The Great Brussels Bank-robbery..........

The timing couldn’t have been better if you are Farage or worse if you are Cameron. The outrage over Brussels’ smash-and-grab raid on €2bn of British tax-payers’ money is exacerbated by its timing. Whatever possessed the suits in the Berlaymont to produce this IED just before a crucial by-election and almost on the eve of the Great Palaver, the meeting of the EU summit? Stupidity? Or – more likely – the Eurocrats don’t give a toss what the beastly British think.
 
It certainly produced an unusual unanimity of view across the  UK political spectrum.

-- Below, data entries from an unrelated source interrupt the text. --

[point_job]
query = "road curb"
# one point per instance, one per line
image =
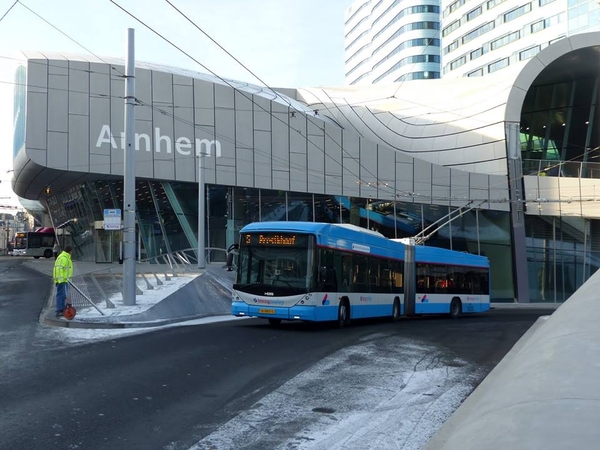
(62, 323)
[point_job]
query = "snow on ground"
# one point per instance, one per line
(80, 336)
(145, 301)
(386, 393)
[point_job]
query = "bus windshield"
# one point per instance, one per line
(276, 262)
(21, 240)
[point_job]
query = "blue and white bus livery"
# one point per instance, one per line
(337, 272)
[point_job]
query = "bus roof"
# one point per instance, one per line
(360, 240)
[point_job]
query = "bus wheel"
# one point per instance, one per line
(455, 308)
(344, 314)
(396, 310)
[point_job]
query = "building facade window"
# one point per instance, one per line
(476, 53)
(458, 62)
(454, 6)
(408, 27)
(409, 60)
(504, 40)
(492, 3)
(420, 42)
(450, 28)
(537, 26)
(453, 46)
(427, 75)
(477, 32)
(474, 13)
(529, 53)
(517, 12)
(419, 9)
(497, 65)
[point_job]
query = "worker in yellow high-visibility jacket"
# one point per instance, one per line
(62, 274)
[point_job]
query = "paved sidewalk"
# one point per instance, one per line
(164, 294)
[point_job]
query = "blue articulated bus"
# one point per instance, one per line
(339, 272)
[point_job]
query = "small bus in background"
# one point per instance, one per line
(337, 272)
(34, 243)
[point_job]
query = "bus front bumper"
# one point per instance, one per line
(308, 313)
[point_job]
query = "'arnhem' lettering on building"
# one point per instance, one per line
(183, 145)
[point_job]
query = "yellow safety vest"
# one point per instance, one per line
(63, 268)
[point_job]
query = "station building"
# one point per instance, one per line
(513, 155)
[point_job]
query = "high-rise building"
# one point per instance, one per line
(482, 37)
(397, 40)
(388, 41)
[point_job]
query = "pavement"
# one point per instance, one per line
(165, 294)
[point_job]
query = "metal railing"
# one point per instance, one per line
(97, 287)
(567, 169)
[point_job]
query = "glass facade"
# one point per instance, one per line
(562, 253)
(583, 16)
(167, 221)
(560, 137)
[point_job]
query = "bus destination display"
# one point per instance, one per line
(275, 240)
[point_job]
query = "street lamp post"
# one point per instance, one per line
(201, 200)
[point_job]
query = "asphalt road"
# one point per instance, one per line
(169, 388)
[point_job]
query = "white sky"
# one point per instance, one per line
(287, 43)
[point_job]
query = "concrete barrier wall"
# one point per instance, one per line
(545, 394)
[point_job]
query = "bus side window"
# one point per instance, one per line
(346, 274)
(327, 279)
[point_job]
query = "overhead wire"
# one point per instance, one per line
(394, 191)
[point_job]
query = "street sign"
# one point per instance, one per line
(112, 219)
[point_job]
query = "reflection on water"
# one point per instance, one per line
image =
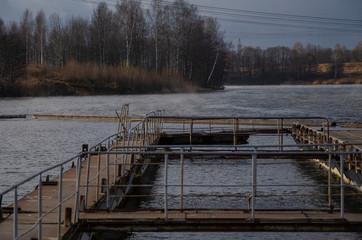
(29, 145)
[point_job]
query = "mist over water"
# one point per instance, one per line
(29, 145)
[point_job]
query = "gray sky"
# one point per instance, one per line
(263, 23)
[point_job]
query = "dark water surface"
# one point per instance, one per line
(28, 145)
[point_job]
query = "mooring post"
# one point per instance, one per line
(15, 222)
(342, 185)
(282, 137)
(330, 179)
(40, 206)
(60, 201)
(87, 180)
(191, 129)
(165, 186)
(1, 208)
(254, 182)
(76, 208)
(278, 124)
(98, 172)
(182, 179)
(107, 179)
(68, 217)
(234, 131)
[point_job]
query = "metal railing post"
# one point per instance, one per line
(342, 185)
(87, 181)
(182, 179)
(76, 211)
(60, 202)
(330, 178)
(98, 171)
(40, 206)
(191, 128)
(15, 222)
(107, 179)
(165, 185)
(282, 136)
(254, 182)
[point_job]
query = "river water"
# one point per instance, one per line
(28, 145)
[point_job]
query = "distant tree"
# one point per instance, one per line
(357, 53)
(298, 59)
(40, 35)
(132, 26)
(100, 29)
(338, 64)
(27, 29)
(56, 41)
(12, 58)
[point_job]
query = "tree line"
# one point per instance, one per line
(275, 65)
(167, 38)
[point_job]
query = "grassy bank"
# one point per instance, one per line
(321, 74)
(92, 79)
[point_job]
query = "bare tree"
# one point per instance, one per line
(100, 28)
(40, 34)
(56, 41)
(27, 28)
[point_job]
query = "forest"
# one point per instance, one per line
(120, 49)
(168, 47)
(298, 65)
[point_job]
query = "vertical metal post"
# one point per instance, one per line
(87, 181)
(115, 168)
(278, 123)
(165, 185)
(191, 128)
(254, 182)
(234, 132)
(98, 171)
(342, 185)
(182, 180)
(330, 178)
(282, 136)
(60, 202)
(40, 206)
(107, 179)
(15, 227)
(76, 211)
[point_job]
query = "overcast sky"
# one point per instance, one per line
(263, 23)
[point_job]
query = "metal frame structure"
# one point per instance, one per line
(137, 142)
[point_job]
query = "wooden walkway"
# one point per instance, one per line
(220, 221)
(349, 136)
(29, 205)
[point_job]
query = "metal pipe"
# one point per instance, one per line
(254, 182)
(87, 181)
(191, 127)
(98, 170)
(107, 179)
(60, 202)
(15, 222)
(76, 211)
(342, 185)
(330, 179)
(182, 180)
(165, 186)
(282, 136)
(40, 206)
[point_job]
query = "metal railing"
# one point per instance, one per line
(150, 129)
(183, 151)
(118, 149)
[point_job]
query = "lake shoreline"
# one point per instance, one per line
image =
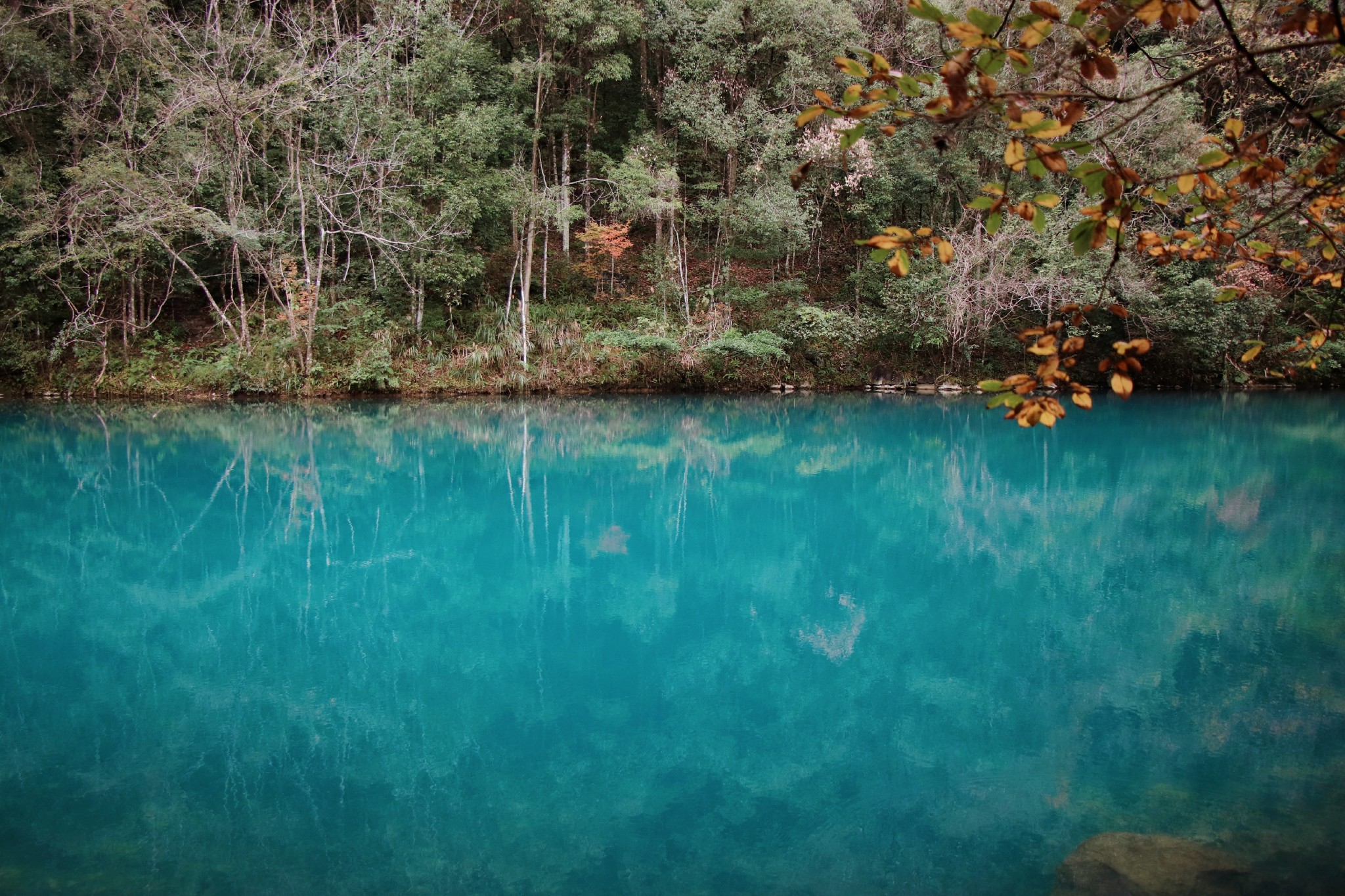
(550, 391)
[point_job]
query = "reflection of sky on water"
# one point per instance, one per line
(824, 644)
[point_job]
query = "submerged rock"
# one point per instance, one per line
(1121, 864)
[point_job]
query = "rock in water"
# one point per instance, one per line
(1119, 864)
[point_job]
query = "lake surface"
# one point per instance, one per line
(663, 645)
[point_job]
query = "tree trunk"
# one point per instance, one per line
(565, 192)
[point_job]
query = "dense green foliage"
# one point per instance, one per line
(431, 195)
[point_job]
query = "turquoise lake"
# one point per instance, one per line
(834, 645)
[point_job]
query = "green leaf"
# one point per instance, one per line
(988, 23)
(852, 68)
(1082, 236)
(852, 137)
(992, 61)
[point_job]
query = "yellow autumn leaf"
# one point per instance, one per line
(1122, 385)
(1029, 119)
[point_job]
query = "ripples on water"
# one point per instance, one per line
(753, 645)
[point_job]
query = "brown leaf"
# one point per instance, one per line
(1122, 385)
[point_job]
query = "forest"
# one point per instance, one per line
(428, 196)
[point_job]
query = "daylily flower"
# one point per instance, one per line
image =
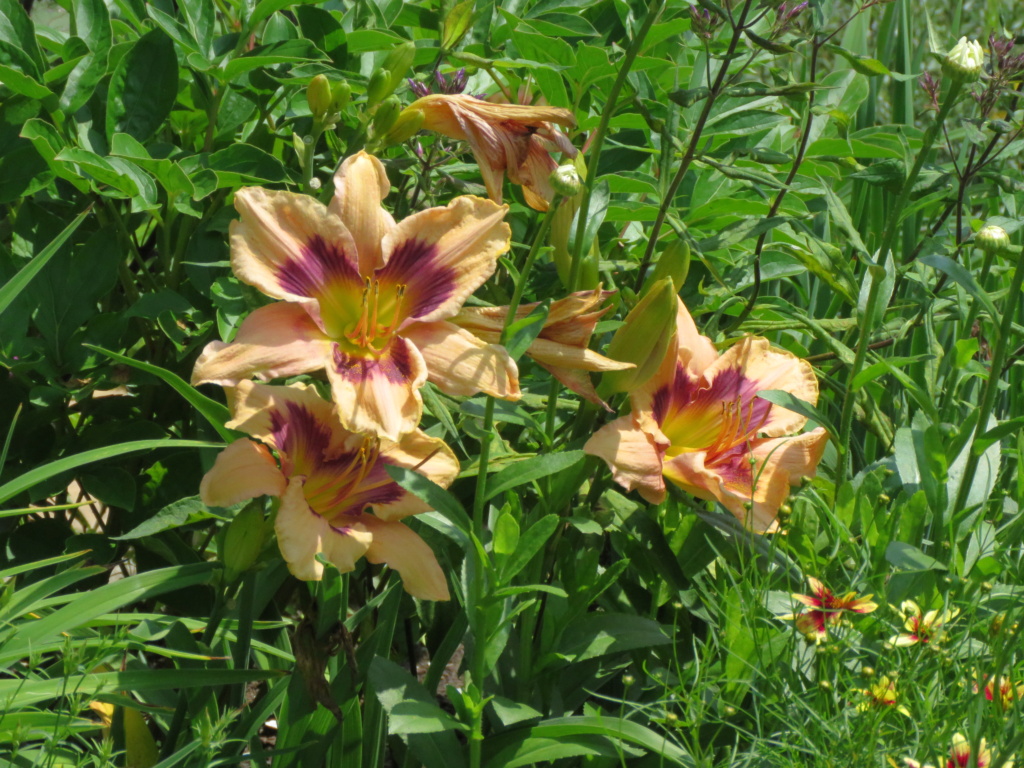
(921, 627)
(1001, 689)
(328, 480)
(882, 693)
(365, 298)
(516, 138)
(826, 609)
(699, 423)
(561, 347)
(960, 756)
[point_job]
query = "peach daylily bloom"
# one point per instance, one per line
(365, 298)
(516, 138)
(699, 423)
(337, 500)
(561, 347)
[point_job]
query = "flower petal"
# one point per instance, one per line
(359, 185)
(755, 366)
(403, 550)
(291, 247)
(302, 535)
(274, 341)
(462, 365)
(243, 470)
(442, 255)
(379, 394)
(428, 456)
(633, 456)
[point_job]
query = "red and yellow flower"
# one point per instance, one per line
(514, 138)
(365, 298)
(699, 423)
(826, 609)
(336, 500)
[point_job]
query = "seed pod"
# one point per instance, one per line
(643, 339)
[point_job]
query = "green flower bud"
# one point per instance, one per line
(244, 540)
(565, 180)
(341, 92)
(643, 339)
(318, 96)
(965, 61)
(674, 263)
(379, 87)
(992, 239)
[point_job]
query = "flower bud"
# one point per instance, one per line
(378, 87)
(565, 180)
(992, 239)
(407, 126)
(643, 339)
(965, 61)
(318, 96)
(674, 262)
(341, 92)
(243, 541)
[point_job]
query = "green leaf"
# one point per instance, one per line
(37, 475)
(212, 411)
(143, 87)
(429, 492)
(532, 469)
(12, 288)
(596, 635)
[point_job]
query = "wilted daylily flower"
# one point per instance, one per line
(365, 298)
(327, 478)
(826, 609)
(921, 627)
(960, 756)
(561, 347)
(699, 423)
(516, 138)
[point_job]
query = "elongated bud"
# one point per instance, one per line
(341, 92)
(992, 239)
(674, 263)
(643, 339)
(318, 96)
(398, 62)
(407, 126)
(965, 61)
(456, 24)
(244, 541)
(386, 116)
(565, 180)
(379, 87)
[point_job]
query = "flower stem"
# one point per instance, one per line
(598, 141)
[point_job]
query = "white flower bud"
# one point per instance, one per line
(565, 180)
(964, 62)
(991, 239)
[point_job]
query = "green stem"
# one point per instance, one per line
(602, 129)
(992, 385)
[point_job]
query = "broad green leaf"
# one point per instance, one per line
(12, 288)
(37, 475)
(143, 87)
(212, 411)
(531, 469)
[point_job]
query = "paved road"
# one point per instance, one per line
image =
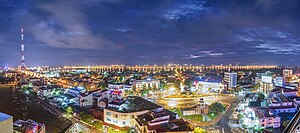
(223, 123)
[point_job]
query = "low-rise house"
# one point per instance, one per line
(28, 126)
(161, 120)
(267, 118)
(123, 112)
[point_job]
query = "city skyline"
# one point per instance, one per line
(105, 32)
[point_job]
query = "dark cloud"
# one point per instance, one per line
(151, 32)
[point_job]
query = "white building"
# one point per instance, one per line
(205, 87)
(279, 81)
(267, 118)
(287, 73)
(93, 98)
(231, 79)
(123, 112)
(6, 123)
(147, 84)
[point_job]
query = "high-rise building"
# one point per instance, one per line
(6, 123)
(23, 66)
(231, 79)
(287, 73)
(279, 81)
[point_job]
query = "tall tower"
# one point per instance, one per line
(23, 66)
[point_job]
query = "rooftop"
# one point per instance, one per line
(4, 117)
(133, 104)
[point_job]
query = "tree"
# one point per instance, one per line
(260, 96)
(285, 123)
(199, 130)
(69, 110)
(86, 117)
(188, 82)
(217, 108)
(177, 84)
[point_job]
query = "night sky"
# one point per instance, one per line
(130, 32)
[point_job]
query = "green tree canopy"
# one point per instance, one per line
(216, 108)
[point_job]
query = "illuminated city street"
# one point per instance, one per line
(149, 66)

Cameron can never emulate a Thatcher hand-bagging, but he certainly put a bit of stick about . The Lib-Dems called it senseless. Farage talked about ‘vampires’. Miliband may or may not have taken a view. For Cameron, he is facing a possible disaster in Rochester and a Tory revolt over the European Arrest Warrant that Mrs May wants to opt into despite voting against in when in Opposition.
 
The entire episode falls firmly into the ‘you couldn’t make it up’ category.
 
The demand is based on calculations going back 19 years for budget periods long since closed. The EU accounts have not been signed off for about 13 years. The assessment of budget share based on GDP is a Brussels construct that takes into account the proceeds of prostitution and drug-trafficking. (How is the  data collected? From the ladies’ and dealers’ tax returns?).
 
The spread of the demands and rewards piles absurdity upon absurdity. Britain and the Netherlands are punished for success. France has ruined its economy by Socialist profligacy, so it is rewarded with €800 million. Europe’s biggest economy, Germany, gets €615 million which is peanuts to them whilst bankrupt Greece gets clobbered for €71 million. Perhaps it will pay with another German bail-out. Italy, teetering on the edge of economic collapse, is another victim; it gets done for €268 million.
 
So what is Dave to do?
 
He will most likely try to kick the can down the road past May 2017. He carefully left himself wriggle-room by saying that Britain would refuse to pay on 1st December. He can try diplomacy but any agreement between EU leaders would need the backing of Merckel, and she has already said ‘Get used to it!’ He could mount a legal challenge which could keep the tax-gatherers at bay for a long time. The retrospective nature of the demand and the lack of notice could lead to some very interesting legal exchanges.
 
He could get an agreement to deduct the payments from future Budget contributions so that a lump sum now would be avoided. He could try to get an agreement in the European Council simply to ignore the demand, but persuading the countries that are getting rebates to agree to this is almost certainly out of the question
 
Or just not pay.
 
The EU could launch its own legal proceedings. The maximum penalty would be a fine of around €200 million annually; Britain could refuse to pay until the legal proceedings were over, which could be a pretty long time.
 
At the end of the day there will be a shabby, face-saving compromise.
 
But there is little doubt that this Brussels stitch-up, irresponsible, unreasonable and ill-timed, has been an enormous boost to the followers of Brexit.
 
 
It could be the tipping point when the EU begins its slide down to the midden of history.